Crème Brûlée consists of two parts. The custard and the caramelized sugar on top. The caramelized sugar should be hard and will crack when hit with the tip of a spoon.
Créme Brûlée is a decious pastry dessert and I like it very much. But some stores sell it at twice the portion that I want. I think it would be better to offer this dessert in two sizes even if it's just to test the market. Many a time I've wanted to get a créme brûlée but change my mind when I remember I have to force myself to finish all of it. I use the word force because I feel that if I paid for it with my hard-earned money it'll be a wasteful to just throw it away. That's just the way I feel about it.
Did you know that you can actually try to make this dessert in your own kitchen? Be sure you have an oven because the custard has to be baked.

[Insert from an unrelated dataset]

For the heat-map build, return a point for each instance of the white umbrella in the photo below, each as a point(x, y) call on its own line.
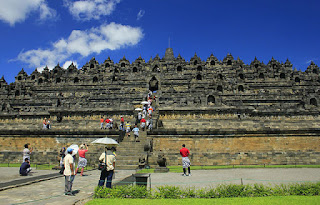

If you go to YouTube and type "how to make crème brûlée" you'll find a ton of videos about it. There's one video that looks so professionally done. The video's title is "Martha Stewart's Crème Brûlée". In the video, Martha Stewart clearly says how much heavy cream and sugar and eggs she is using.
You don't have to stick to one recipe. Every patîsserie/bakery have their own recipe. Some pastry chef like their custard to be sweeter and will add more sugar.
Below, is a still frame from a video I made when I was buying the crème brûlée from a Paul Lafayet Boutique. You can see the sales staff use a small butane torch to caramelized the sugar. Other stores sell their crême brûlée with the sugar on top already caramelized.